|OS Route Map →||GPX Route file →|
Date: 06 Dec 2008
Start / Finish: Dolwyddelan.
Maps: Outdoor Leisure 17 Snowdon & 18 Harlech and Bala.
|Day 1||Yr Arddu & Moel Meirch||6.0 miles / 2080 feet (9.7km / 633m)|
|Day 2||Llyn Edno & the Afon Lledr||7.1 miles / 900 feet (11.4km / 274m)|
A short weekender around the hills to the west of Dolwyddelan, ascending via Yr Arddu to Moel Meirch and the northernmost top of Ysgafell Wen, and returning via the wild valley of the Afon Lledr. The approach line is the same as our Ysgafell Wen trip and some of the description is copied from there.
The chaotic habit of the weather continues, bringing the occasional good day or two between miserable spells, and this was typical of the year: a fine clear day followed by thick clag and increasingly grey skies. The high peaks had retained their snowcaps and presented superb views in the clear air, and it was cold enough to freeze the upper layers of the extensive boggy ground in these parts and make the walking a bit easier.
We have remarked before that Moel Meirch is one of the finest summits in Wales, a pointed boulder and viewing platform with great views to match, and our pitch near the base of the uppermost rock pile was a real highlight.
Crossing the bridge S over the Afon Lledr, a no-through road branches off westwards alongside the railway line, with a fine view of Moel Siabod and its small mist cap to the N, and at its end, a footpath is signed L up an access drive. This becomes a pleasant woodland path above the river and railway, and Dolwyddelan Castle can be seen across the valley. The path turns R at the buildings of Bertheos and arrives at the A470. A short way R along the road is a footpath sign and stile onto a short surfaced track that crosses the river by some attractive waterfalls.
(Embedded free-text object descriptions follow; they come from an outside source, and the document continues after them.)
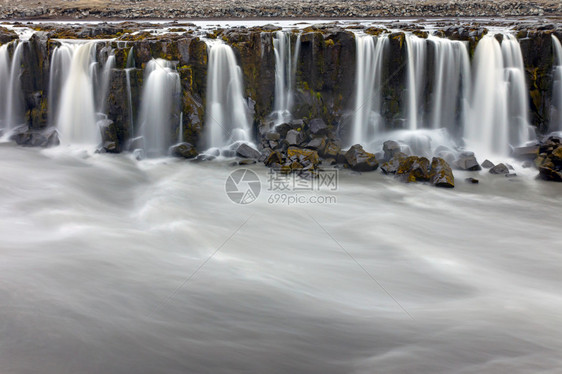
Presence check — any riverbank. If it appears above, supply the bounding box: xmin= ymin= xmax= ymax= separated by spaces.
xmin=1 ymin=0 xmax=561 ymax=20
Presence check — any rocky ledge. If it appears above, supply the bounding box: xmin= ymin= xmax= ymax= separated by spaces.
xmin=0 ymin=0 xmax=561 ymax=20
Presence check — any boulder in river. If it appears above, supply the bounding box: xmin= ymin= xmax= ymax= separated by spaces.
xmin=344 ymin=144 xmax=379 ymax=172
xmin=236 ymin=143 xmax=261 ymax=159
xmin=383 ymin=140 xmax=401 ymax=161
xmin=489 ymin=163 xmax=510 ymax=175
xmin=170 ymin=142 xmax=198 ymax=159
xmin=429 ymin=157 xmax=455 ymax=188
xmin=481 ymin=159 xmax=495 ymax=168
xmin=397 ymin=156 xmax=430 ymax=182
xmin=10 ymin=126 xmax=60 ymax=148
xmin=380 ymin=152 xmax=407 ymax=174
xmin=455 ymin=152 xmax=481 ymax=171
At the very end of the track and well hidden is a stile onto the waymarked footpath WNW that climbs the hillside to arrive at a lane, where we turned R and followed it westwards along the valley.
Passing a ruined church, a bridleway track climbs NW past Coed Mawr farm and the striking crag of Clogwyn yr Adar, with the rocky E face of Yr Arddu to the L. Further up we turned to climb the trackless slopes of Yr Arddu, an instance of a typical Welsh sloping bog but assisted by an icy crust today. We kept well left fairly near the edge to aim for a metal gate in the cross wall and eventually reached the bouldery upper slopes where a distinct path appeared. The views were superb from this fine and deserted summit.
A trackless but quite easy walk SW across the valley head brought us to the ridge path below Moel Meirch, and a short climb on a thin side path through the heather and rocks gains the excellent summit and its panoramic views. We decided to look around for a pitch just below the rocky top and found a good patch of short heather that wasn't too wet, and a great pitch it was. Frost was forming on the tent as we left for a last visit to the summit rocks to soak up the views in the fading orange light, and the sun was setting over Moel Ddu as we returned in the crisp calm air.
The morning was a typical example of a common and most frustrating phenomenon for backpackers: as we opened the frost encrusted tent door before dawn we had a crystal clear sky and a glowing first-quarter moon, but by the time we had eaten breakfast the thick cloud was already welling up from the south. Fortunately we captured some pleasing dawn silhouettes of the Manods and Arenigs to the east, and a while later an elongated mist cap formed and draped itself neatly over the tops like a blanket with the emerging sun peeping through below.
The mist was brushing the Ysgafell Wen tops as we reached Llyn Edno, which always manages to look wild and highly appealing in any conditions, one for the connoiseurs. The last rays of the struggling sun illuminated the shoreline rocky cliffs while the clouds engulfed the high peaks beyond the dark waters. The partly frozen boggy bits were quite easy to cross and we began the ascent to the Far North Top of Ysgafell Wen.
The windblown mist had engulfed the tops as we approached the cairn and that was the last of the photos today. At the next dip we dropped down a grassy breach into the upper Afon Lledr valley and followed the river past its little waterfalls on its south side. This is a lovely and seldom trodden secluded valley, if rather wet at times, and there is a discernible line of an intermittent path lower down as it crosses a side stream and approaches a ruined building on the far side of a flat marshy area. From the building a tractor track leads uphill to join an old mine track, where we turned L and followed its meandering zigzag line northwards down to the railway underpass at SH691506. We turned R here on the good track through Hendre farm to the roadhead near where we turned off on day 1. Retracing our outward route to the eastern end of the lane, we took the byway that ascends gently at first and drops down to Dolwyddelan castle and the A470, leaving a short pavement walk back to the village.